A Lloyds spokesperson said: ‘Following a rigorous and competitive tender process, we have finalised the structure and composition of the Lloyds Banking Group panel. The structure has been simplified and now consists of a group of core firms and a group of general firms. The panel has a strong commitment to our mission statement setting out expectations around quality, value and cultural alignment.’
The bank would not confirm which firms had been appointed to the 2019 panel, but CMS has dropped from being a core adviser to general. Addleshaw Goddard, Allen & Overy, Ashurst, Eversheds Sutherland, Herbert Smith Freehills, Hogan Lovells and Linklaters all retained core adviser status. Each firm declined to comment.
Moves that matter
- BAE Systems’ longstanding legal chief for air, Julie Smyth (pictured), has moved to rival GKN Aerospace as GC. Smyth leaves BAE’s air business after seven years, to head up legal, risk, compliance and governance across GKN’s global aerospace business. She joined BAE in 1998 – when it was British Aerospace – with the air business accounting for about half of the defence multinational’s £18bn turnover. BAE named Stuart Urquhart as Smyth’s successor, an internal appointment.
- Lloyds Banking Group has lost its head of legal operations, Sophie Schwass, to Magic Circle firm Clifford Chance (CC) where she will be regional chief operating officer for the UK. Schwass was with Lloyds for nearly three years and was previously director for chief of staff for legal at Barclays. At CC she is tasked with developing an operational strategy for the firm.
- Headed in the other direction, however, is Phoenix Group’s former legal director, Phil Hagan, who Lloyds has appointed interim head of legal for corporate and M&A. Hagan had led the FTSE 100 insurance company’s legal team for more than a decade.
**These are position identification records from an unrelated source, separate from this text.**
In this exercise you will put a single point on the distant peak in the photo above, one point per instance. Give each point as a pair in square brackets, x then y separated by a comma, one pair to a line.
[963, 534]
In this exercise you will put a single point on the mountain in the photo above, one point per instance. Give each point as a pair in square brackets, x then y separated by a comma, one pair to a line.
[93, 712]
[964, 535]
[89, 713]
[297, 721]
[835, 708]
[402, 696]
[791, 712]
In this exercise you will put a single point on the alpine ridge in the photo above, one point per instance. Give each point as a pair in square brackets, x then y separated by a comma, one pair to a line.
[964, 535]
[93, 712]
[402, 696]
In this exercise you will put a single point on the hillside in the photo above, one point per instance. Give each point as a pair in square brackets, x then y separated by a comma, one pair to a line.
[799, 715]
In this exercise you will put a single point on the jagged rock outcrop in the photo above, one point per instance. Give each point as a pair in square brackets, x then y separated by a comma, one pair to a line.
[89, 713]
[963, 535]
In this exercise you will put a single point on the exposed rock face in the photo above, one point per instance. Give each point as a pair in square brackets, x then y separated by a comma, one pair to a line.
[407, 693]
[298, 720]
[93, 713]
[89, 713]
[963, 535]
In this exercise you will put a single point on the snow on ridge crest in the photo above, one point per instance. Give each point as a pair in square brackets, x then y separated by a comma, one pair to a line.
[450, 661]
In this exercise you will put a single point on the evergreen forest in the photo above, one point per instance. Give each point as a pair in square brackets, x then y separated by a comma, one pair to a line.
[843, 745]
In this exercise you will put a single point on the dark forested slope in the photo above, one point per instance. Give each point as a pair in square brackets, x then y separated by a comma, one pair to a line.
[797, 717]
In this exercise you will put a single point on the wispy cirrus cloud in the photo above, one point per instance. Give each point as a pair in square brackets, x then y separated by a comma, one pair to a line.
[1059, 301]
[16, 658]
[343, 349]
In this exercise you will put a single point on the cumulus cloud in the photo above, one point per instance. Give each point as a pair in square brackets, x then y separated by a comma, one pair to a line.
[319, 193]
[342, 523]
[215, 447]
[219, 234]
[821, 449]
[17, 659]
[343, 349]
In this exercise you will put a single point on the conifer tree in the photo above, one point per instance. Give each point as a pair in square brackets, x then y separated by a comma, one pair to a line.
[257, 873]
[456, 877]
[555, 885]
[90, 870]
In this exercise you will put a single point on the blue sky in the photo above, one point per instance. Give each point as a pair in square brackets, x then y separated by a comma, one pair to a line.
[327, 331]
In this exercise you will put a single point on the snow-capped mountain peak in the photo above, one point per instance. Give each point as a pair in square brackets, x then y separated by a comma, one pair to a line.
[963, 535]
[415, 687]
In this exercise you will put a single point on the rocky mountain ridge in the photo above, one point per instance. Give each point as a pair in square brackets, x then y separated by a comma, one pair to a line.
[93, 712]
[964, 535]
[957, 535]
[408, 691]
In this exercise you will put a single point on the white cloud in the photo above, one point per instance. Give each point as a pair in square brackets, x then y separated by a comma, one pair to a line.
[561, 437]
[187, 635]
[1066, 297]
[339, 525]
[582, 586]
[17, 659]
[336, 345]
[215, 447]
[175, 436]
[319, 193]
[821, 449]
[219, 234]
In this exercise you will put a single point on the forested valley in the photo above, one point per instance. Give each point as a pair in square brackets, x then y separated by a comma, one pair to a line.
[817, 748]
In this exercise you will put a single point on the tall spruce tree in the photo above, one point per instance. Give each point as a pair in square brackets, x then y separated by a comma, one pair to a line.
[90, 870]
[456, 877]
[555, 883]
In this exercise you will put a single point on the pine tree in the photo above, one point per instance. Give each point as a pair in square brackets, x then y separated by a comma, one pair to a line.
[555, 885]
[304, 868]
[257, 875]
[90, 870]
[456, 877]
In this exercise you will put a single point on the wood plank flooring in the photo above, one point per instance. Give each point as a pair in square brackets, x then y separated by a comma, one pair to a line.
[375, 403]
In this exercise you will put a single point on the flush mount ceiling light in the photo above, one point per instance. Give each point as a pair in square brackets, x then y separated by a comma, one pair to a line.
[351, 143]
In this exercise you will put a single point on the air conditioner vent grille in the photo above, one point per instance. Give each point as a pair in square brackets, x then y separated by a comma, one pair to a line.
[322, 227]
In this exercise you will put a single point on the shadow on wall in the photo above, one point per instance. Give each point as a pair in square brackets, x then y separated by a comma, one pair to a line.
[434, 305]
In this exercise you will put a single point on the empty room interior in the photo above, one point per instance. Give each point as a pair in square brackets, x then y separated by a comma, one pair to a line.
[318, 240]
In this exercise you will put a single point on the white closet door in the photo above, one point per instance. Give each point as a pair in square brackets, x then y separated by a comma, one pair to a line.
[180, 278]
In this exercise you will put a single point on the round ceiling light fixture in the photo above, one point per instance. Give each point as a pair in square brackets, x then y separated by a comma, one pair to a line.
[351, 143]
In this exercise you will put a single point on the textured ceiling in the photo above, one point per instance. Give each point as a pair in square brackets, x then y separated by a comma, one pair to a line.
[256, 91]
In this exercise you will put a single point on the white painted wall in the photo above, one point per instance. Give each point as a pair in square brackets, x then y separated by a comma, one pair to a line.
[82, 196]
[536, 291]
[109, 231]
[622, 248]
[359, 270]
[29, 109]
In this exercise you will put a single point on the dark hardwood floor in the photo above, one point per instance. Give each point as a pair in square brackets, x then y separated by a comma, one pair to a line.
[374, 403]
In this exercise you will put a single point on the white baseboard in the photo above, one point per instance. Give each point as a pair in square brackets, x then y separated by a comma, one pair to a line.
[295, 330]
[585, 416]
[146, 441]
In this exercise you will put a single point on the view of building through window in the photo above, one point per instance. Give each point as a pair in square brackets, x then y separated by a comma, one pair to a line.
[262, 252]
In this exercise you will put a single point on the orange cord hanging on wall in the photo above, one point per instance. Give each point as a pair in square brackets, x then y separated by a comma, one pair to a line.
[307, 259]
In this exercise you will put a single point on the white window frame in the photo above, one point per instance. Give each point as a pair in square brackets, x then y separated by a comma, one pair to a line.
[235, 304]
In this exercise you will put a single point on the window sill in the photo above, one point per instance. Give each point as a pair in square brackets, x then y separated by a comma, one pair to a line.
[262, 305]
- Jonathan Lagan has quit his role as GC of UK infrastructure group Balfour Beatty in the summer, less than six months after taking up the post after joining from Tesco. Lagan’s predecessor, David Mercer, is standing as interim GC while the company finds a replacement. Mercer retired earlier in the year after eight years at the company, ahead of Lagan’s appointment in January 2019. A Balfour spokesperson said Lagan’s short-lived departure was a ‘routine management change’.
- WorldRemit has recruited former Funding Circle global head of legal and regulatory, Martin Cook, as GC. Cook had joined Funding Circle in 2015 from payday loan provider Wonga and was previously a senior legal adviser at Royal Mail. He replaces Sam Ross, who left WorldRemit in May to take on a GC role at regtech company ComplyAdvantage.
- Litigation funder Augusta Ventures has appointed Frances Coats as GC. Coats, named Rising Star In-House Counsel of the Year at the 2019 Legal Business Awards, joins from The Ardonagh Group, where she was chief corporate counsel and spent more than five years.